Photo: Google Maps
When New York Times columnist Seth Kugel sits down to plot his next ‘Frugal Travel’ adventure, he’s not the only one to weigh in. “It’s not like some gold mine, like I have a stash of gold coins in my office and I can go anywhere I want and then write about it,” said Kugel, whose most recent travels took him to Norway and Denmark. “There’s where I want to go and where my editors want me to go. But by the way, I never say no. There’s pretty much no where I don’t want to go.”
Once a destination is locked in, each step is plotted by Kugel himself, from which airline to choose––discount carriers aren’t his favourite––to where he’ll lay his head at night (“Anything over 100 a night is pretty much unacceptable.”).

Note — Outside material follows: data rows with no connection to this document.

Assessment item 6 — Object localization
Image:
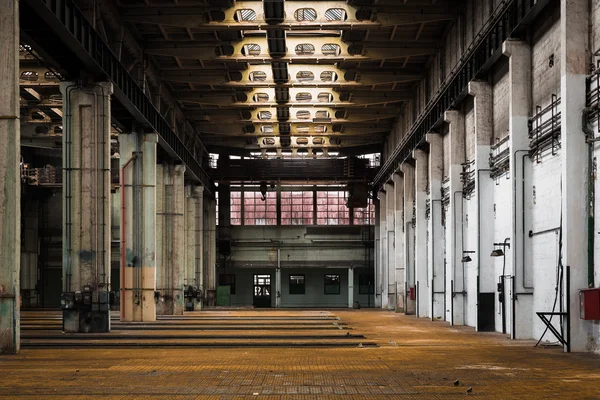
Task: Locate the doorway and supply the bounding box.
[253,274,271,308]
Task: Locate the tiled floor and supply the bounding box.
[0,310,600,400]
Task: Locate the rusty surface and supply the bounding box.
[0,310,600,399]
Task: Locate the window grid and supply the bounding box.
[317,191,350,225]
[281,191,314,225]
[231,192,242,225]
[244,191,277,225]
[354,199,375,225]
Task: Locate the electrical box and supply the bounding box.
[579,288,600,321]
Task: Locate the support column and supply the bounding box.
[0,0,21,354]
[425,133,446,320]
[400,163,417,315]
[184,185,204,311]
[564,0,597,351]
[377,189,389,310]
[348,267,354,308]
[385,182,396,310]
[393,172,406,313]
[60,82,112,332]
[468,81,496,332]
[20,197,40,308]
[156,164,186,315]
[444,111,467,325]
[119,133,158,322]
[413,149,431,318]
[202,196,217,306]
[502,40,532,339]
[373,196,381,308]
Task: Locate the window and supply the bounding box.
[317,191,350,225]
[296,43,315,56]
[321,43,341,56]
[294,8,317,21]
[219,274,235,294]
[354,199,375,225]
[231,192,242,225]
[325,8,346,21]
[289,275,305,294]
[325,275,340,294]
[250,71,267,82]
[281,191,313,225]
[358,274,375,294]
[244,191,277,225]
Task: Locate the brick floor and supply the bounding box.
[0,310,600,400]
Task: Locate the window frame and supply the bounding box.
[219,274,235,294]
[323,274,342,295]
[288,274,306,295]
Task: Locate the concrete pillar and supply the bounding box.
[373,197,381,308]
[348,267,354,308]
[413,149,431,318]
[20,197,40,308]
[393,172,406,313]
[385,181,396,310]
[60,82,112,332]
[184,185,204,311]
[275,262,281,308]
[377,190,389,310]
[0,0,21,353]
[502,40,532,339]
[468,81,496,330]
[400,163,417,315]
[425,133,446,320]
[119,133,158,322]
[444,111,467,325]
[156,164,187,315]
[564,0,597,351]
[202,196,217,306]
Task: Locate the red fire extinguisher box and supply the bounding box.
[579,288,600,321]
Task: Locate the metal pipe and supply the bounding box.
[119,154,137,318]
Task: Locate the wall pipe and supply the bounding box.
[510,150,533,290]
[119,154,137,318]
[581,105,599,287]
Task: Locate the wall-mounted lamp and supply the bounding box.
[490,249,504,257]
[461,250,475,262]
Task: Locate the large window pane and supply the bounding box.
[281,191,313,225]
[317,191,350,225]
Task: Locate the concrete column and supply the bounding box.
[385,182,396,310]
[413,149,431,318]
[373,197,381,308]
[119,133,158,322]
[20,197,40,308]
[393,172,406,313]
[468,81,496,330]
[0,0,21,354]
[560,0,598,351]
[275,260,281,308]
[400,163,417,315]
[444,111,467,325]
[425,133,446,320]
[502,40,532,339]
[202,196,217,306]
[377,191,389,310]
[156,164,187,315]
[184,185,204,311]
[60,82,112,332]
[348,267,354,308]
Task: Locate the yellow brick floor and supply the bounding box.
[0,310,600,400]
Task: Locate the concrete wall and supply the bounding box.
[227,268,374,308]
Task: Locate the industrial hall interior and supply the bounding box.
[0,0,600,400]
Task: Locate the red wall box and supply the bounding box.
[579,288,600,320]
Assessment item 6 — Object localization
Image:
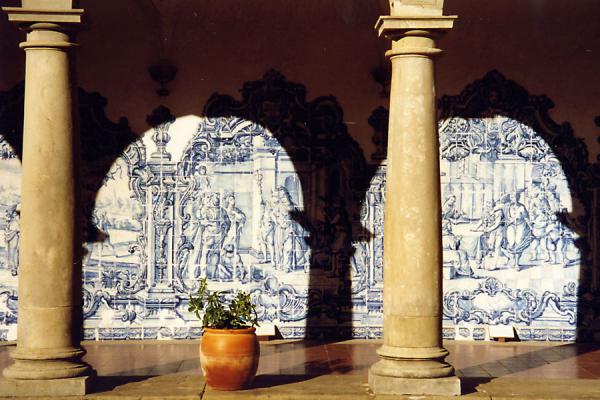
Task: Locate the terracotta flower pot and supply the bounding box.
[200,328,260,390]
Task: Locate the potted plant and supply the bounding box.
[188,278,260,390]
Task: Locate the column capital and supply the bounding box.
[375,15,458,40]
[2,2,84,25]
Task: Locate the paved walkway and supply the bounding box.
[0,340,600,400]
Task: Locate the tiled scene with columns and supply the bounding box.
[0,0,600,398]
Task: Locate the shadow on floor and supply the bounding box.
[90,375,154,393]
[468,343,600,380]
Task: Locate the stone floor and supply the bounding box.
[0,340,600,400]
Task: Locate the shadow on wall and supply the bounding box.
[439,71,600,341]
[0,82,137,340]
[204,70,374,339]
[0,71,385,339]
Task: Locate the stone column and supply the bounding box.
[0,0,91,396]
[369,0,460,395]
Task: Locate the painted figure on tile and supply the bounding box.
[442,194,462,221]
[270,186,294,271]
[442,220,479,278]
[190,193,231,278]
[194,165,210,193]
[224,193,246,254]
[474,200,506,270]
[504,192,533,271]
[258,202,275,262]
[281,219,310,273]
[211,243,248,282]
[527,187,554,261]
[4,205,21,276]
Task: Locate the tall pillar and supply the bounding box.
[0,0,91,396]
[369,0,460,395]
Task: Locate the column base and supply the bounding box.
[369,370,461,396]
[0,376,92,397]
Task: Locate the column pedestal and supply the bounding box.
[369,7,460,395]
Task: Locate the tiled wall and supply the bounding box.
[0,71,593,340]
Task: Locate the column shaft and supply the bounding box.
[369,25,460,394]
[4,23,90,380]
[384,38,441,348]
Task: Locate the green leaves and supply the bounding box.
[188,278,258,329]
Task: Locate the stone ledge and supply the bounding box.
[369,371,461,396]
[0,376,91,397]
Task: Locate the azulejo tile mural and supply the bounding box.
[0,71,598,340]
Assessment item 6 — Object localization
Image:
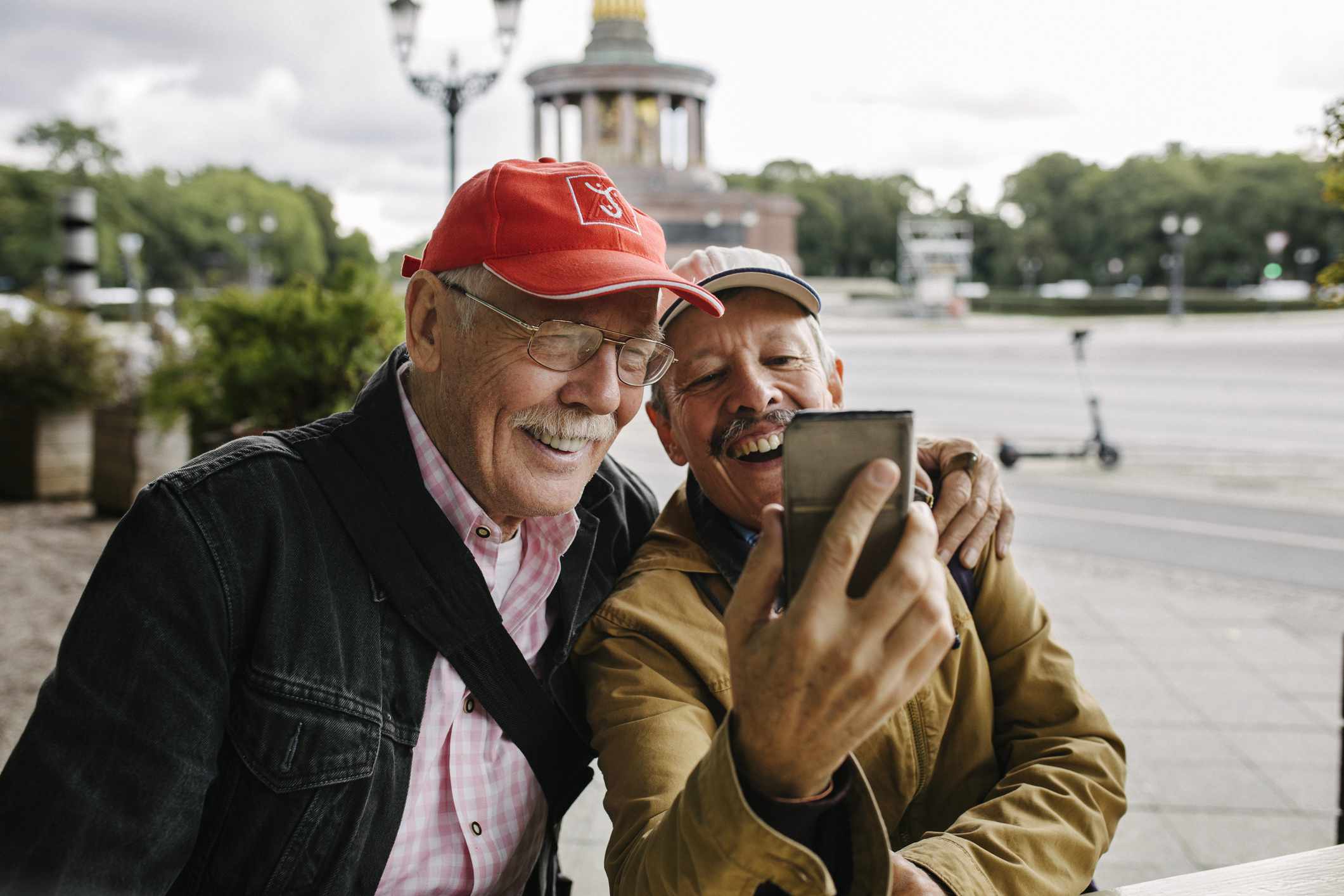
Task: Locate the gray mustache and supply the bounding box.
[710,408,797,457]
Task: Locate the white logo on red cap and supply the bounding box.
[565,175,643,236]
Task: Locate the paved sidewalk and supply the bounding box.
[0,504,1344,893]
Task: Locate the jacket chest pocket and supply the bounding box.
[207,681,381,893]
[229,684,381,794]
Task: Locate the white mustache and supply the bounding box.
[509,404,615,442]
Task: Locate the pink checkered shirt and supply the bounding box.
[378,366,579,896]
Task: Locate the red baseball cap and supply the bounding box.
[402,158,723,317]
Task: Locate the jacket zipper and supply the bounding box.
[898,697,929,847]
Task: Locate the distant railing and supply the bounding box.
[970,290,1322,317]
[1097,847,1344,896]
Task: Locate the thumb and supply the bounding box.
[723,504,784,645]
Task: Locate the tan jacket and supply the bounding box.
[571,486,1125,896]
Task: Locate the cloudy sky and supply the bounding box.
[0,0,1344,250]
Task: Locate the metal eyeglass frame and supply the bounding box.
[441,281,676,388]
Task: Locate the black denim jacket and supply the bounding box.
[0,348,657,895]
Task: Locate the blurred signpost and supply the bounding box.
[897,215,976,314]
[58,187,98,306]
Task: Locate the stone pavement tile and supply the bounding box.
[1293,694,1340,726]
[1224,626,1339,669]
[1097,809,1195,870]
[1096,853,1199,889]
[1260,765,1340,811]
[1224,726,1340,769]
[1255,665,1341,705]
[1133,638,1246,670]
[1126,762,1295,810]
[1170,594,1276,625]
[1164,811,1334,869]
[1117,723,1243,764]
[560,772,611,895]
[1186,693,1315,728]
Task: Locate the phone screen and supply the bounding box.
[784,411,915,602]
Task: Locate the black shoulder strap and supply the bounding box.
[947,556,980,613]
[290,430,592,821]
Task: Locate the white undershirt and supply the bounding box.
[490,527,523,608]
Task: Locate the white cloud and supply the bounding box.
[0,0,1344,259]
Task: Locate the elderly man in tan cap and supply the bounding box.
[571,248,1125,896]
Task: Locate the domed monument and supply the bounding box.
[525,0,801,270]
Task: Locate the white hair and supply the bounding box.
[434,265,495,335]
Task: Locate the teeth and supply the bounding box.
[730,433,784,458]
[536,433,587,451]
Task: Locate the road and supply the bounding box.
[615,312,1344,594]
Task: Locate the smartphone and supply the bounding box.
[784,411,915,603]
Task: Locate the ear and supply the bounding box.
[826,357,844,407]
[406,270,453,373]
[644,402,686,466]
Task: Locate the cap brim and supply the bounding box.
[658,267,821,333]
[484,248,723,317]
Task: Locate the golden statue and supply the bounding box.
[592,0,645,22]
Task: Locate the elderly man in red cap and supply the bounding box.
[0,160,1010,895]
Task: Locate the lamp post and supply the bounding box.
[1163,212,1204,321]
[229,211,279,293]
[117,234,145,324]
[387,0,523,198]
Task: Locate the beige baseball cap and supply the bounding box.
[658,246,821,328]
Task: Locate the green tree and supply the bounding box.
[18,118,121,181]
[0,165,62,291]
[1320,97,1344,286]
[146,274,402,439]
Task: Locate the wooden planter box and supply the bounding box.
[0,407,93,501]
[93,402,191,516]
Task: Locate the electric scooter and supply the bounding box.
[999,329,1120,470]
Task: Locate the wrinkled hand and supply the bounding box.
[919,439,1014,568]
[891,853,947,896]
[723,459,953,798]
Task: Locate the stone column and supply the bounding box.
[551,94,565,161]
[620,90,634,164]
[579,90,602,161]
[657,93,672,168]
[686,97,704,168]
[532,94,542,158]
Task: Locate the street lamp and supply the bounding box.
[387,0,523,198]
[1163,212,1204,320]
[226,211,279,293]
[117,234,145,324]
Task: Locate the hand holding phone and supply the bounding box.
[784,411,915,602]
[723,450,953,798]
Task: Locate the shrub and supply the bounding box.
[145,277,402,438]
[0,307,117,411]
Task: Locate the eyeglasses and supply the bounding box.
[446,283,676,387]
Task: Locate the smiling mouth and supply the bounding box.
[523,430,589,454]
[729,433,784,463]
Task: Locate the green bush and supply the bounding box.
[145,276,402,444]
[0,309,117,411]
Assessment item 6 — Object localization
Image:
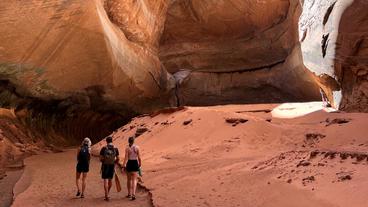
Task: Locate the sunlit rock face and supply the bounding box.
[299,0,368,112]
[159,0,319,105]
[0,0,175,113]
[7,0,365,117]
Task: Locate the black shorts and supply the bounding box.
[77,162,89,173]
[101,164,115,179]
[126,160,139,172]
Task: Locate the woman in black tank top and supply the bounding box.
[123,137,142,200]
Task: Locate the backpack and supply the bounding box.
[103,146,116,165]
[78,145,90,162]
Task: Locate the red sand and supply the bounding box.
[10,105,368,207]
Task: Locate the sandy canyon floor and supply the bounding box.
[6,105,368,207]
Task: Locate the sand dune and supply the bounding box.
[95,105,368,207]
[14,105,368,207]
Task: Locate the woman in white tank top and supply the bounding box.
[123,137,142,200]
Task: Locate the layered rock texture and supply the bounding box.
[299,0,368,112]
[0,0,368,117]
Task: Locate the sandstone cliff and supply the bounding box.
[0,0,368,115]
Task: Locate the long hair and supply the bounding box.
[128,137,134,147]
[82,137,92,151]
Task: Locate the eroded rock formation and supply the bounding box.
[0,0,368,128]
[299,0,368,112]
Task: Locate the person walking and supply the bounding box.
[100,137,119,201]
[123,137,142,201]
[76,137,92,198]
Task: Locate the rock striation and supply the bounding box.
[299,0,368,112]
[0,0,368,116]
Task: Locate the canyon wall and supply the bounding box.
[299,0,368,112]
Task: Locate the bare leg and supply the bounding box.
[104,179,109,200]
[82,173,87,196]
[108,179,112,193]
[132,172,138,196]
[75,172,81,196]
[127,172,132,195]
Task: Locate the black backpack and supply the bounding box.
[78,145,90,162]
[103,146,116,165]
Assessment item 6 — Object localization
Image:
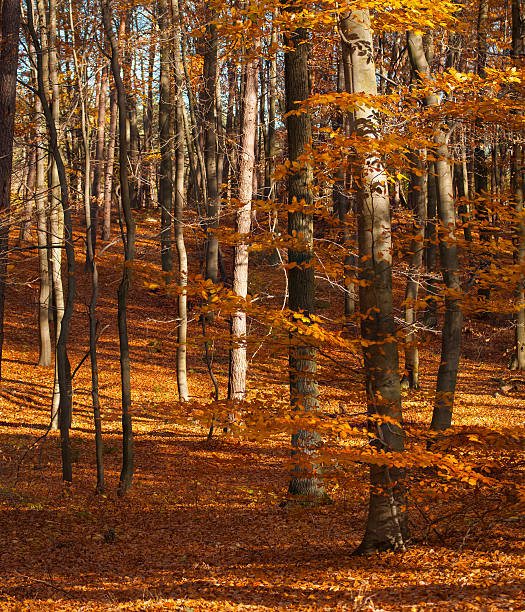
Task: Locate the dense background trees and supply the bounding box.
[0,0,525,572]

“I have a lot of colleagues who’ve been travelling for 20 years,” he told Business Insider. “There’s a little bit of a learning curve for me.”
Lodging is of particular concern, since it’s likely to take up the biggest chunk of any traveller’s budget, including Kugel’s. There are countless sites dedicated to giving consumers the cheapest hotel rates in a specific area, but when he was ready to book a stay at Martha’s Vineyard for an upcoming column, he found an even better way to search:
“I went to every hotel site I could think of, Hotels.com, the chamber of commerce website, and every site had a slightly different list of hotels. I thought this is ridiculous,” he said. “I went to Google Maps, zoomed in on a specific area and searched for ‘hotels.’ 80-seven [options] popped up and I just went through every single one.”
It’s the simple, most organic way to search, he said.
“Anything else is somehow biased. Some of these sites, the hotel has to agree to be a part of them and they pay a fee. Other places are based on critics. This works much better in places where there aren’t 4,000 hotels though. I wouldn’t try this in NYC.”